Toda esta série de dificuldades fez com que os técnicos do ITER confiassem à empresa espanhola ENSA (Equipos Nucleares, SA) o desenvolvimento de uma tecnologia de soldadura robótica muito avançada que lhes permite realizar a soldadura dos setores das câmaras de vácuo com garantias. Além disso, os segmentos que compõem cada um dos setores estão sendo soldados com uma técnica muito avançada conhecida como soldagem por feixe de elétrons (soldagem por feixe de elétrons).
E finalmente chegamos ao papel da inteligência artificial neste projeto. Apesar das sofisticadas técnicas de soldagem utilizadas na fabricação dos setores e na montagem da câmara de vácuo, podem ocorrer erros. A maior parte deles são minúsculos, quase indetectáveis, mas, como vimos, as tolerâncias do ITER são muito exigentes, pelo que é necessário corrija quaisquer soldas minimamente defeituosas. Para enfrentar este desafio, María Ortiz de Zúñiga e Cristian Casanova decidiram lançar um projeto piloto que propunha o uso de IA para prever quais soldas em andamento apresentariam defeito.

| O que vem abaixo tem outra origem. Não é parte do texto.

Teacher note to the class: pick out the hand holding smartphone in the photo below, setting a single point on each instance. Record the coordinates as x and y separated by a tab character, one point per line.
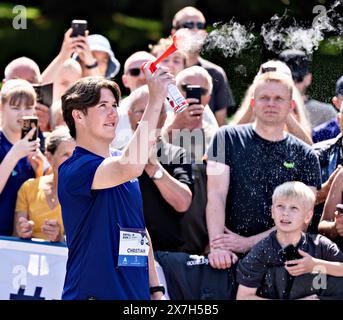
193	91
29	122
79	28
339	209
44	94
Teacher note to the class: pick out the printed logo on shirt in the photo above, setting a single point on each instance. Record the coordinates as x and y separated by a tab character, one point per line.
288	165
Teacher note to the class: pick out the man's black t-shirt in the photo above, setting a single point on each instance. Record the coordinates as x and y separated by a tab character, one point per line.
263	267
162	221
257	167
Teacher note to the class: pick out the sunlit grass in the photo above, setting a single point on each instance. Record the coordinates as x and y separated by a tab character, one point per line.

Para treinar seu modelo de IA, eles decidiram utilizar os dados coletados anteriormente durante a execução de 2.662 soldas sem defeitos e outras 266 soldas com defeitos. O mais chocante, e isso é realmente incrível, é que o modelo de IA foi capaz de prever com 100% de precisão quantas das 100 soldas que estavam sendo realizadas naquele momento teriam defeito e quantas iriam cumprir escrupulosamente as especificações e tolerâncias predefinidas pelos responsáveis do ITER.
Como podemos imaginar, ter essas informações com antecedência é fundamental para que a execução final de todas as soldas seja ideal. A F4E está trabalhando novas aplicações de IA durante o desenvolvimento do ITER, mas, como acabámos de ver, esta tecnologia já está a fazer a diferença.